A grand jury differs substantially from a petit jury, or trial jury. Grand jury proceedings are closed to the public. The only people who participate in the proceedings in front of a grand jury are the prosecutor and witnesses. The grand jurors remain anonymous, even to the judge and the defense attorney.
Unlike a petit jury that serves for the duration of a single trial and determines the outcome of that trial, a grand jury might serve for a few weeks or even several months, during which the grand jury will deliberate on many cases. Grand jurors must swear an oath of secrecy and cannot discuss the cases with anyone outside the grand jury room. This secrecy protects grand jurors and witnesses from being intimidated, retaliated against or harmed in any way. In addition, no inquiry is permitted to learn what took place during a grand jury’s deliberations or how the jury members voted, except upon order of the court.
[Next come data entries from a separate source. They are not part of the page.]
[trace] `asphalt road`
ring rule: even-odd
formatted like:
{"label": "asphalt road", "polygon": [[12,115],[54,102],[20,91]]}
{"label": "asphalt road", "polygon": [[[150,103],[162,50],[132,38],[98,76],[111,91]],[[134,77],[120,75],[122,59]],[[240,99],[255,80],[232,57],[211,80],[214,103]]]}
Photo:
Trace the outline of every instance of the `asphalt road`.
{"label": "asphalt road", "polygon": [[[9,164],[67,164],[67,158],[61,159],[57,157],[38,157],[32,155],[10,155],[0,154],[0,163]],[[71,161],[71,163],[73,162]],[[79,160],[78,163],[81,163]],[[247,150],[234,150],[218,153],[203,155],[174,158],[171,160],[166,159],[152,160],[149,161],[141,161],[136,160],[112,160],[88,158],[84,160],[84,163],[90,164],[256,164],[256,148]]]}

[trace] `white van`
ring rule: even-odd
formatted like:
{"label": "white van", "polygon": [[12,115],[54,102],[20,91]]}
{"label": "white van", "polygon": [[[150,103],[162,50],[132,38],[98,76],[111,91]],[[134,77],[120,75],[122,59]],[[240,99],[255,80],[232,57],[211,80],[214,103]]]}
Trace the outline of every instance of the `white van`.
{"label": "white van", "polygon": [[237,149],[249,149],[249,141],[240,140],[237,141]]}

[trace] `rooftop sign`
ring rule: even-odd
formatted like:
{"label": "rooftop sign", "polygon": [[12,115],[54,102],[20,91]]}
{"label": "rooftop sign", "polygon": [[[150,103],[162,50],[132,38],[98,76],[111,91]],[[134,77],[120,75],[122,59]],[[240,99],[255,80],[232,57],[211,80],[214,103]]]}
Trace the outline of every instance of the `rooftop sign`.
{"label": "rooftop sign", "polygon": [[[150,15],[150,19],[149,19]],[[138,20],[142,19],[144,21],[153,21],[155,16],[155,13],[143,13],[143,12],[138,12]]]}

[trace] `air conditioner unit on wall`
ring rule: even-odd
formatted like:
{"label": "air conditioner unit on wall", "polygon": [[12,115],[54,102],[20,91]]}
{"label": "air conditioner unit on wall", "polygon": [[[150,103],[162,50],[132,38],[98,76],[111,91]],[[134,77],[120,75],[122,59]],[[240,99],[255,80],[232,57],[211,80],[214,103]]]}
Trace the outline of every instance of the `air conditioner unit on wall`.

During the grand jury proceedings, the prosecutor will present evidence and witnesses to the grand jury. It is the duty of the grand jury to analyze the evidence and witness testimony to determine whether a crime has been committed and whether there is sufficient evidence against the accused person to bring the case to trial. It is not part of the grand jury duty to determine guilt or innocence.
After hearing all of the evidence presented, the grand jury will deliberate in a private room. If the grand jury decides that a crime was committed and there is sufficient evidence that the person being investigated probably is guilty of the offense charged, then the grand jury will issue an indictment, which is a formal accusation. A grand jury does not need a unanimous vote in order to indict. All that is needed is a majority rule. For example, in a grand jury consisting of 23 jurors, just 12 votes are needed for an indictment.
The number of people on a grad jury can vary. In the United States, each state can set their own rules as to how many jurors will serve on a grand jury. Typically, a grand jury is composed of 16 to 23 people.
Grand jurors are randomly selected from a list of registered voters obtained by the court. The selected jurors are then sent a questionnaire to determine whether they are eligible for grand jury duty. People called for grand jury duty should contact the court if they have any specific questions, because grand jury proceedings will vary by court system.